When I am traveling I do not want to be chained to any chain - I need variation. No chain restaurant please !

Amped | 15 mai 2013

All Walmart cares about is cheap product from overseas.

Robert22 | 15 mai 2013

Relax folks, it's not going to be all or nothing. If you can't stand smiling at a greeter and saving money, keep driving to the next charger at the X Factory Outlet or Y highway rest area. The synergies between the two companies are obvious. The simple fact remains that if every company committed funds proportionally to as many initiatives as Walmart does, the world would be considerably better off. A small sampling:

http://www.marketing-interactive.com/news/39650

Kleist | 15 mai 2013

@Amped - not only Walmart... everybody is doing it only because of the US tax policy.
Here is how it is done: produce a high value part in the US and send it at cost to foreign assembly.
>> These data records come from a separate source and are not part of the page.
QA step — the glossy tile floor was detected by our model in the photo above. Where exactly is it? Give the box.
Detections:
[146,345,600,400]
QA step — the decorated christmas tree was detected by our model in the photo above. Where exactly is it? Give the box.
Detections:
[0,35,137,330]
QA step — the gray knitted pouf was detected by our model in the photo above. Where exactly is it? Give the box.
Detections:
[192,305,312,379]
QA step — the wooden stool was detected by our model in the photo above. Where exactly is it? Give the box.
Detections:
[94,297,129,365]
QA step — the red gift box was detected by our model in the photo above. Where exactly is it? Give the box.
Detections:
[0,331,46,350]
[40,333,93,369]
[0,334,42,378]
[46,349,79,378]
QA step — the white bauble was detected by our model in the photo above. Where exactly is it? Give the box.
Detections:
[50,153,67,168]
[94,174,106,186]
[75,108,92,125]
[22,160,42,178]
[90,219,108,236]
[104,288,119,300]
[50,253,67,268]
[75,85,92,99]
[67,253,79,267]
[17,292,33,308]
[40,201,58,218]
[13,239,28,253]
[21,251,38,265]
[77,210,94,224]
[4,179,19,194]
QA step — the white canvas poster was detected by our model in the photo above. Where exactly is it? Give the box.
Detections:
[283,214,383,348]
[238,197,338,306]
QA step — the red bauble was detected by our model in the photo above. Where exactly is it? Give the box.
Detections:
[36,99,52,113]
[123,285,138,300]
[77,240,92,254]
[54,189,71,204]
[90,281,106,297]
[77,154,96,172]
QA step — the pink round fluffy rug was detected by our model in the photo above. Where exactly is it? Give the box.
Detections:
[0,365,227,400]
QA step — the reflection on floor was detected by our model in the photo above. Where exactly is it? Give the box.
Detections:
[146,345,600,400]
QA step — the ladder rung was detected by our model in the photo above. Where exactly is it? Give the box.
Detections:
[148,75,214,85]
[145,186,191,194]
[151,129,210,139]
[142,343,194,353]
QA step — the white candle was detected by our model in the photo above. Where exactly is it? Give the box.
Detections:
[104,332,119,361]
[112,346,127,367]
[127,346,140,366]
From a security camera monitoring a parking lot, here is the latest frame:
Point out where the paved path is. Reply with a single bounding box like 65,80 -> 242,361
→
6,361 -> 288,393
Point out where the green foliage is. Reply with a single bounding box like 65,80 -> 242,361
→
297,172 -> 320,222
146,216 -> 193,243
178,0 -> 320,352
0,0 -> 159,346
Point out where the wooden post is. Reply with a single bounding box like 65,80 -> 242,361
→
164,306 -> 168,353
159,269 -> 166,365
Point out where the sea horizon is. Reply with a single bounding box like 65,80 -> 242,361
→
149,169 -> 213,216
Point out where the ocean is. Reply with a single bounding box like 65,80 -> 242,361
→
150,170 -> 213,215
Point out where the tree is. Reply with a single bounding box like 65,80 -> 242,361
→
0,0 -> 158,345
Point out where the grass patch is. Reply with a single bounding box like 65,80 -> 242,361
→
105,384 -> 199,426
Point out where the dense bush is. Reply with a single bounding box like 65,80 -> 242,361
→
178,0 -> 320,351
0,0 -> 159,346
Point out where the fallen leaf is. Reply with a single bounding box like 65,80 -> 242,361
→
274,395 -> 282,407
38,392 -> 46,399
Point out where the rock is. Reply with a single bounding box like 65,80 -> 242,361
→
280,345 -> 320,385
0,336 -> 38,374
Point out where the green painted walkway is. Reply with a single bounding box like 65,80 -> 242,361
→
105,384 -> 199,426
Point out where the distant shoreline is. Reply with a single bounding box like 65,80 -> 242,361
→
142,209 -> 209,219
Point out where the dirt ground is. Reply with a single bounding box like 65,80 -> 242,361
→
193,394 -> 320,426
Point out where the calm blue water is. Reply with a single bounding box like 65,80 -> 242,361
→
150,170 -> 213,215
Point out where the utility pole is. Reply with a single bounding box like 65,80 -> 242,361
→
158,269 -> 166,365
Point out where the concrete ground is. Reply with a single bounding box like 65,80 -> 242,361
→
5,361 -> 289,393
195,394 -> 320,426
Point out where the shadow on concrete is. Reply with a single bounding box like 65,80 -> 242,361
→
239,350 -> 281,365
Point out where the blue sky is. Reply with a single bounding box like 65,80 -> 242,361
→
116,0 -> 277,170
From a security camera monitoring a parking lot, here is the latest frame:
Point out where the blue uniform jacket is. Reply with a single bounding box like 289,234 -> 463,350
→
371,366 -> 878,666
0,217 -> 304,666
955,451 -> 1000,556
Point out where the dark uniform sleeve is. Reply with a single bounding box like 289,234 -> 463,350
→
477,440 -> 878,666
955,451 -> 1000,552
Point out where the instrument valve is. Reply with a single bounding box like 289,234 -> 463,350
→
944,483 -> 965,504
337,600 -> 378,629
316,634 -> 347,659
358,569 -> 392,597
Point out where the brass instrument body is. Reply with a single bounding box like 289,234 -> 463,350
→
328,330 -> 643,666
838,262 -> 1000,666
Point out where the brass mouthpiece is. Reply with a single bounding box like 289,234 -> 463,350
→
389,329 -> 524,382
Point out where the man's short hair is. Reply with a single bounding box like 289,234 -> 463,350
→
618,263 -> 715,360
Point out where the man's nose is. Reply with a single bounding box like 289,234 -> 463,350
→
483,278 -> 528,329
Profit you realize in the foreign country - that country give you special tax treatment and the US doesn't tax you. When foreign country says you tax deal is expired you pack your factory and move it to another country ( I moved the same factory from the US into country A, then B and then C every time the special foreign tax treatment expired ).
The strange thing about the US tax code is that as an individual if you make $100 in interest oversees then it is fully US taxed ( only country in the world ) and you can only deduct the foreign taxes paid.
Cheap labor may play a role in clothing etc, but not in high tech factories. None of the factories overseas I was involved in made ever a product at lower cost then in the US... worst case was China production cost almost doubled, however the tax advantage is huge compared to production cost.